Google Wants Apache's Attention to Evolve Cloud Dataflow Tool

by Ostatic Staff - Jan. 25, 2016

The Apache Software Foundation, which incubates more than 350 open source projects and initiatives, has elevated a slew of big data and cloud computing projects to Top-Level status recently. With that designation, projects get more attention from the development community and other perks.

Now, Google is making a big open source-focused move by offering its Dataflow technology to the Apache Software Foundation (ASF) as an incubator project.  Cloudera, Data Artisans GmbH, PayPal Holdings and Talend are all backing the move.

“We believe this proposal is a step towards the ability to define one data pipeline for multiple processing needs, without tradeoffs, which can be run in a number of runtimes, on-premise, in the cloud, or locally,” wrote Google Software Engineer Frances Perry and Product Manager James Malone in a blog post.

Google Cloud Dataflow will remain as a “no-ops” managed service to execute Dataflow pipelines quickly and cost-effectively in Google Cloud Platform, but attention from Apache can help it evolve.

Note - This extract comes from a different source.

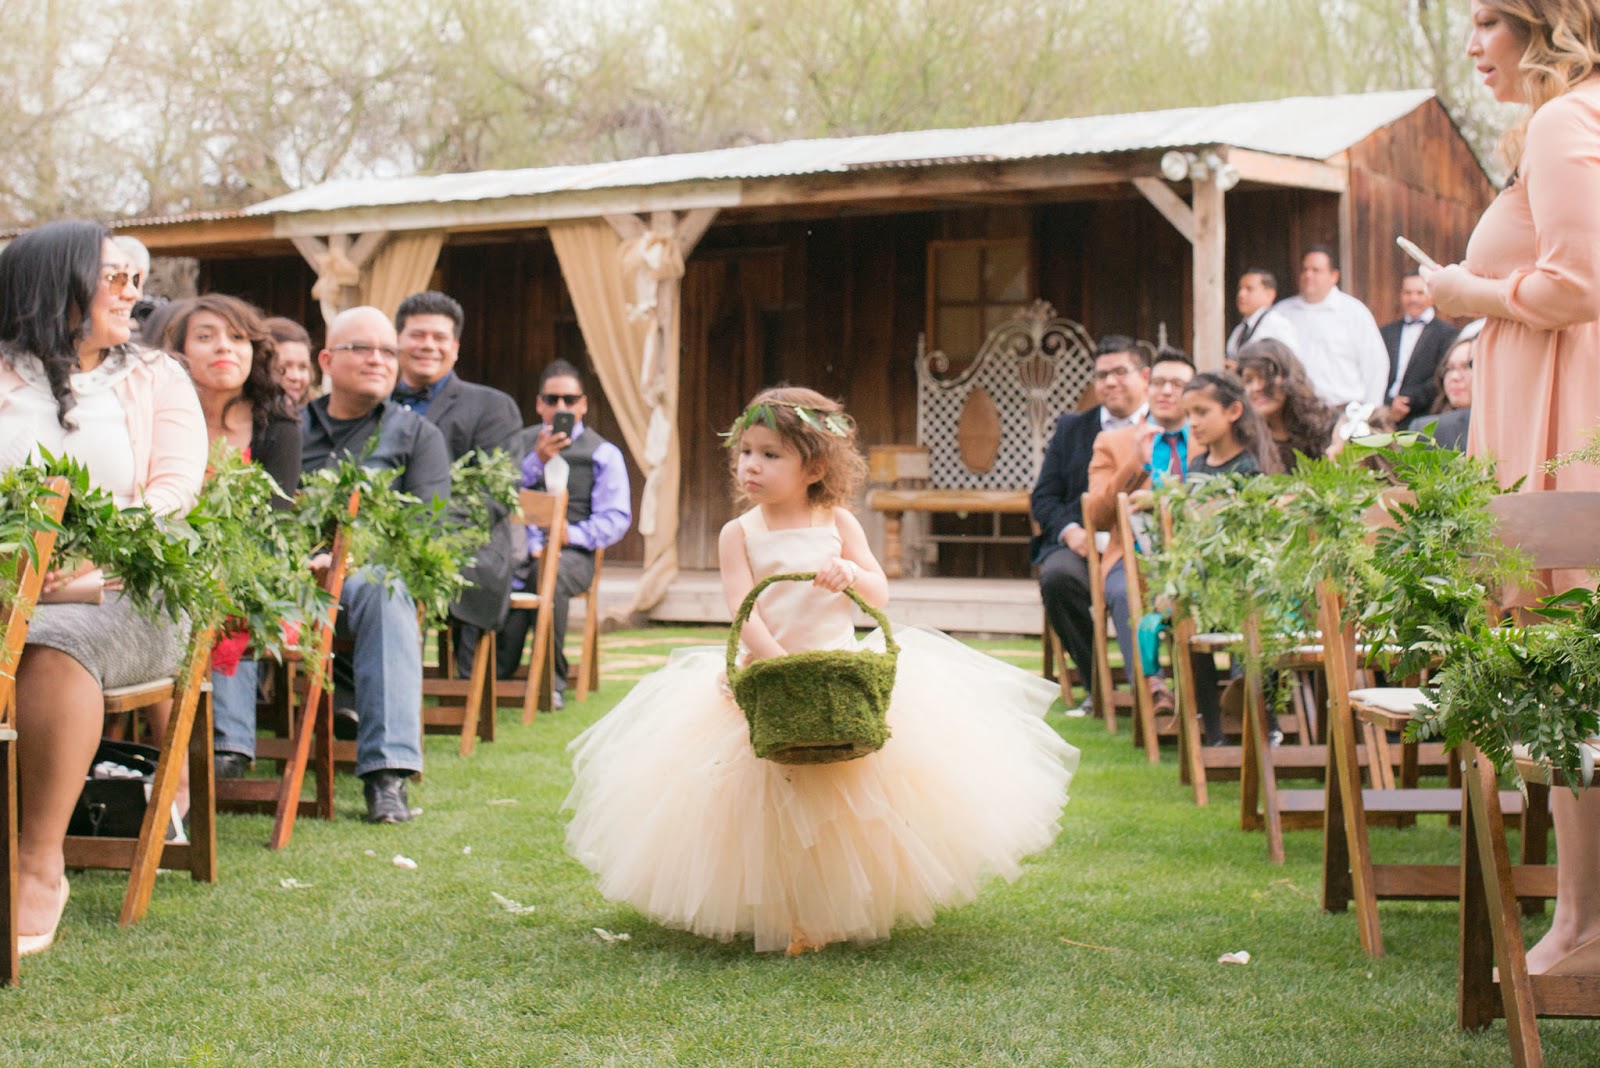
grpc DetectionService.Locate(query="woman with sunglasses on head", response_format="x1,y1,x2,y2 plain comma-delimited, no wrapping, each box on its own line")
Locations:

According to Google's post:

"It wasn't long ago that Apache Hadoop MapReduce was the obvious engine for all things big data, then Apache Spark came along, and more recently Apache Flink, a streaming-native engine. Unlike upgrading hardware, adopting these more modern engines has generally required rewriting pipelines to adopt engine-specific APIs, often with different implementations for streaming and batch scenarios. This can mean throwing away user code that had just been weathered enough to be considered (mostly) bug-free, and replacing it with immature new code. All of this just because the data pipelines needed to scale better, or have lower latency, or run more cheaply, or complete faster.

Adjusting such aspects should not require throwing away well-tested business logic. You should be able to move your application or data pipeline to the appropriate engine, or to the appropriate environment (e.g., from on-prem to cloud) while keeping the business logic intact. But, to do this, two conditions need to be met. First, you need a portable SDK, which can produce programs that can execute on one of many pluggable execution environments. Second, that SDK has to expose a programming model whose semantics are focused on your workload and not on the capabilities of the underlying engine. For example, MapReduce as a programming model doesn’t meet the bill (even though MapReduce as an execution method might be appropriate in some cases) because it cannot productively express low-latency computations.

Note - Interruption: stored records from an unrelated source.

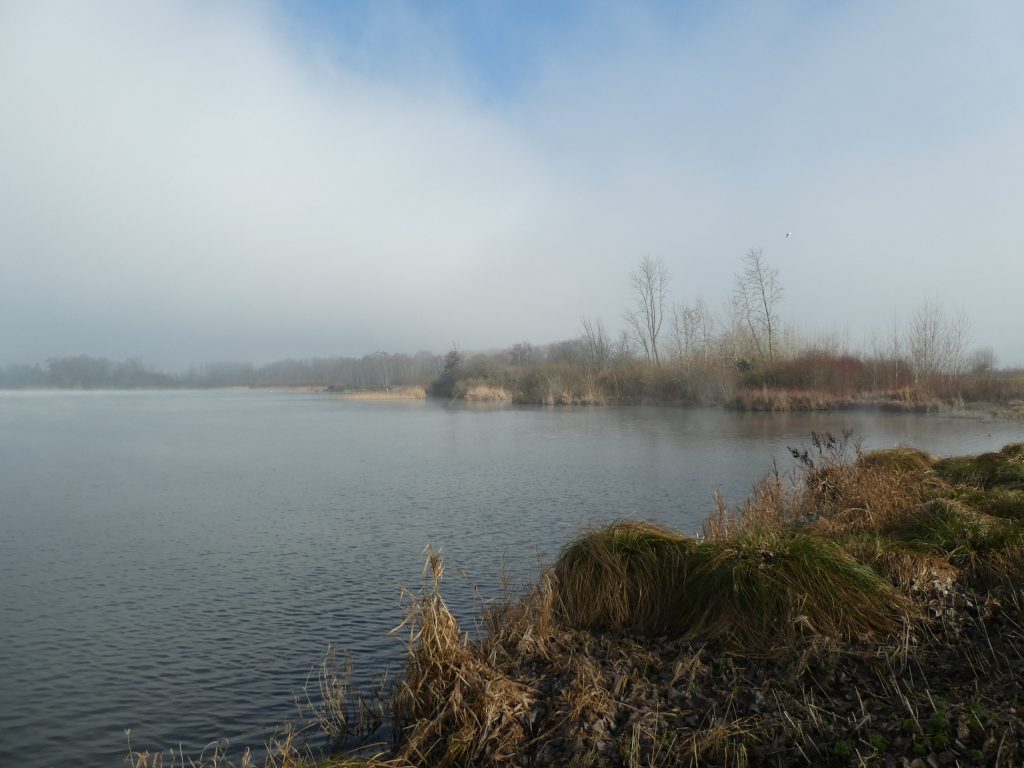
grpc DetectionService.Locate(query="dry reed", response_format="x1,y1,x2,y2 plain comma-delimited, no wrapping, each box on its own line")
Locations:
390,549,536,767
337,387,426,401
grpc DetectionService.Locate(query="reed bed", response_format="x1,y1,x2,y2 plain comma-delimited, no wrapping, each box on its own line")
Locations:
337,387,427,401
459,382,513,401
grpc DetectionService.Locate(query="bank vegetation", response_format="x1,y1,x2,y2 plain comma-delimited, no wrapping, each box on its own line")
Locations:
4,251,1023,414
128,436,1024,767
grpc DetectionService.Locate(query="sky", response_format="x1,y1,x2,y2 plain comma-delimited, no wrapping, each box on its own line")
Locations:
2,0,1023,370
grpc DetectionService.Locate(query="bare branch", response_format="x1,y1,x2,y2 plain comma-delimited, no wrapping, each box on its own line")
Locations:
625,256,669,365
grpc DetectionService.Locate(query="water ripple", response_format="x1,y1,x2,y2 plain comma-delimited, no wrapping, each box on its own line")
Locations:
1,392,1020,766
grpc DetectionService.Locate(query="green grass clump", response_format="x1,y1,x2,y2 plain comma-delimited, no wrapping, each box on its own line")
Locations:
934,448,1024,489
1001,443,1024,460
956,488,1024,520
553,521,694,635
856,447,935,473
994,461,1024,488
934,454,996,487
888,499,1024,585
840,534,958,590
553,523,909,652
681,532,911,649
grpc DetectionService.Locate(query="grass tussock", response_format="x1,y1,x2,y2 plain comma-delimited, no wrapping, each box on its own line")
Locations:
554,523,911,651
885,499,1024,586
553,521,694,635
855,446,936,473
800,447,944,538
935,449,1024,489
956,487,1024,519
838,534,958,591
551,434,1024,652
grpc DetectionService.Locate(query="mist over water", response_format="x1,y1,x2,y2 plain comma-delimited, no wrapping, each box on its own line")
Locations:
3,4,1023,767
1,390,1020,766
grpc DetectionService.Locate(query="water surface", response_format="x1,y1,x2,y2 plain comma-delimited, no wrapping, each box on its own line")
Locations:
0,391,1019,766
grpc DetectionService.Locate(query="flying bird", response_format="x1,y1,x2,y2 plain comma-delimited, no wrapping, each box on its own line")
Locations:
785,232,792,238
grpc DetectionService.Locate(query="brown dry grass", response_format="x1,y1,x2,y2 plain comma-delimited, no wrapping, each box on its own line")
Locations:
124,728,405,768
337,387,427,401
390,549,536,767
459,383,513,401
730,388,848,412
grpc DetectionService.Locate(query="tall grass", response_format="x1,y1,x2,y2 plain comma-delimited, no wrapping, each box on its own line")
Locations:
389,550,535,767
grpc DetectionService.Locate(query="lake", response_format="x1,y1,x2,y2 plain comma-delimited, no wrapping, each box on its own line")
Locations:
0,390,1019,767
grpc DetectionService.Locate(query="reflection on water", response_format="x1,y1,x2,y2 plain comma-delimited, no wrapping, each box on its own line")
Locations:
0,391,1019,766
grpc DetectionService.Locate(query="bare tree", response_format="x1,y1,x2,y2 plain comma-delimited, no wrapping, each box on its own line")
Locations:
509,341,534,366
721,295,754,365
968,346,997,375
670,299,715,370
945,307,971,378
625,256,670,365
908,301,972,384
579,316,611,373
908,301,943,384
614,329,636,364
694,297,716,369
890,318,904,388
670,302,699,367
733,248,783,364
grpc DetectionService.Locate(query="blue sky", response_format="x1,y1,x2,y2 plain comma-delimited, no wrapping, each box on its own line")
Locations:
2,0,1023,367
278,0,596,100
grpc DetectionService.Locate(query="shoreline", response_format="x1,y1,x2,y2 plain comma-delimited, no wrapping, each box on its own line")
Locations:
3,384,1022,421
128,439,1024,767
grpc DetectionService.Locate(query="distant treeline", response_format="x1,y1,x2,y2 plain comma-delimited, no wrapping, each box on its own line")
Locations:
5,251,1024,407
428,343,1024,409
3,343,1022,410
422,252,1024,408
0,352,443,391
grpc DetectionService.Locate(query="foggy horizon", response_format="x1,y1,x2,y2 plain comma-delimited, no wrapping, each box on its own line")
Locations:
4,1,1024,370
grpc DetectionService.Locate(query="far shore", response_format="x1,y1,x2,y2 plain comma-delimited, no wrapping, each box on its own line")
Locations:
3,384,1022,419
332,385,427,400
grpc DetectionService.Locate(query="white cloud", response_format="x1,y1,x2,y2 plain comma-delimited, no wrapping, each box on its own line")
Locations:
2,0,1023,367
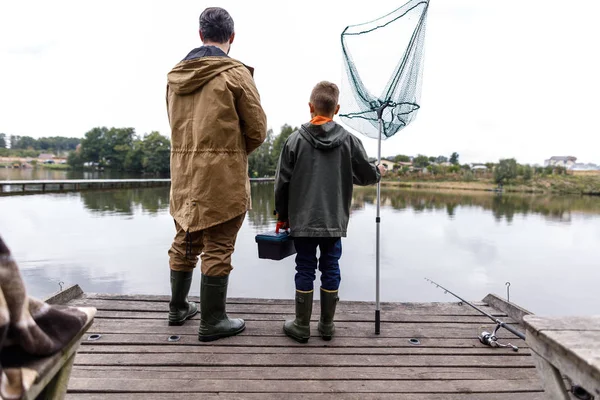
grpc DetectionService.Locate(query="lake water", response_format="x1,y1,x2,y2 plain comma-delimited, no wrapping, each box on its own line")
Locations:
1,177,599,316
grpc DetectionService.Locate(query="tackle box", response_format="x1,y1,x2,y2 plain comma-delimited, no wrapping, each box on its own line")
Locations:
255,230,296,260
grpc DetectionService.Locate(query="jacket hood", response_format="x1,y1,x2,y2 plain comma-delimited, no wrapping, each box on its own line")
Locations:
299,122,348,150
167,47,249,95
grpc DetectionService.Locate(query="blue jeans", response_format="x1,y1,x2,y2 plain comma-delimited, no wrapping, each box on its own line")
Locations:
293,237,342,292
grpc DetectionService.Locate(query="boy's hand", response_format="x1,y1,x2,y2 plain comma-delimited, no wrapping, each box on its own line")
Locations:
276,220,289,233
378,164,387,176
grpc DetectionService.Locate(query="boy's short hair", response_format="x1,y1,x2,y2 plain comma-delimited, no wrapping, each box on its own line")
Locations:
199,7,235,44
310,81,340,114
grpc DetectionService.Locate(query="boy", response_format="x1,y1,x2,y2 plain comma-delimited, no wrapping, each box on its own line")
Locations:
274,81,386,343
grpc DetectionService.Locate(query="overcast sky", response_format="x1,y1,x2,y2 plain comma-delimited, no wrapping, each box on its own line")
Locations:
1,1,598,164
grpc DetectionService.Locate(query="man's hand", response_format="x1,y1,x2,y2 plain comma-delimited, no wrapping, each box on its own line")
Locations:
378,164,387,176
276,220,289,233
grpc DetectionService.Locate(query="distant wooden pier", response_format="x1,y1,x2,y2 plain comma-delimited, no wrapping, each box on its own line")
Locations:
59,291,550,399
0,178,274,195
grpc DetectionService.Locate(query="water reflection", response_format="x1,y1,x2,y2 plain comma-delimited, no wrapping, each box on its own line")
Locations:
80,187,169,216
72,184,600,225
2,183,599,315
351,187,600,224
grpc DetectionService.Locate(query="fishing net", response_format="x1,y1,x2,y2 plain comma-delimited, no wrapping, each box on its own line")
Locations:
340,0,429,139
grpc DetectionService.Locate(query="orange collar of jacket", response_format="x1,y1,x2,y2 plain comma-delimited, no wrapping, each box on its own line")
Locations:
310,116,333,125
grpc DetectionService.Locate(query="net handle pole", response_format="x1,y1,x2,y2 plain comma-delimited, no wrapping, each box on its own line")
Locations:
375,103,387,335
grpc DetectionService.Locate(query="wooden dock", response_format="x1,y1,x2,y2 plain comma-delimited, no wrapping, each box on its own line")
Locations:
0,178,274,194
60,292,551,399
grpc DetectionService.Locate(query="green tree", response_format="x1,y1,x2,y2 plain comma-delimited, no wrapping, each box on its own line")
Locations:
124,138,144,172
104,127,135,170
523,165,533,180
11,135,38,150
0,133,6,148
413,154,430,168
248,129,275,177
80,127,108,165
67,149,84,168
450,152,459,165
494,158,518,184
394,154,411,163
271,124,296,167
428,156,437,163
435,155,448,164
448,165,461,173
430,165,444,175
142,131,170,174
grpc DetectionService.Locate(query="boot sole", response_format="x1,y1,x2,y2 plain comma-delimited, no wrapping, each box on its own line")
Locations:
318,329,333,341
168,308,199,326
283,327,310,343
318,324,334,341
198,324,246,342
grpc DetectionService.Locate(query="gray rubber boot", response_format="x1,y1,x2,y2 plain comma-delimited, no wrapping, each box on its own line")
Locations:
168,270,198,326
317,288,339,340
198,274,245,342
283,290,313,343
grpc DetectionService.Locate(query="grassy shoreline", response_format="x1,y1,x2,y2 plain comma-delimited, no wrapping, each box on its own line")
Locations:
381,175,600,196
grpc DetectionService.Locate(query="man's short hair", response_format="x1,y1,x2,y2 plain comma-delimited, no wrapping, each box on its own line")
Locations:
310,81,340,114
199,7,234,44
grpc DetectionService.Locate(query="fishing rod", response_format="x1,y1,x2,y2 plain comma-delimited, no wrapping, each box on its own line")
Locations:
424,278,525,351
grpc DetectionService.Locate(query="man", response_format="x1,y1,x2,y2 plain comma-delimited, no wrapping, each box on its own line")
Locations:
166,7,267,342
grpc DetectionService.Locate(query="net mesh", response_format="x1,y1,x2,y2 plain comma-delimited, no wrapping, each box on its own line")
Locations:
340,0,429,139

Google designed Dataflow specifically to address both of these issues. The Dataflow Java SDK has been architected to support pluggable “runners” to connect to execution engines, of which four currently exist: data Artisans created one for Apache Flink, Cloudera did it for Apache Spark, and Google implemented a single-node local execution runner as well as one for Google’s hosted Cloud Dataflow service."

 Indeed, the world of data analytics is quickly moving beyond MapReduce. Spark and other tools are moving to the forefront. 

Regarding its pitch to Apache, Google noted: "We sent a proposal for Dataflow to become an Apache Software Foundation (ASF) Incubator project. In this proposal the Dataflow model, Java SDK, and runners will be bundled into one incubating project with the Python SDK joining the project in the future. We believe this proposal is a step towards the ability to define one data pipeline for multiple processing needs, without tradeoffs, which can be run in a number of runtimes, on-premise, in the cloud, or locally."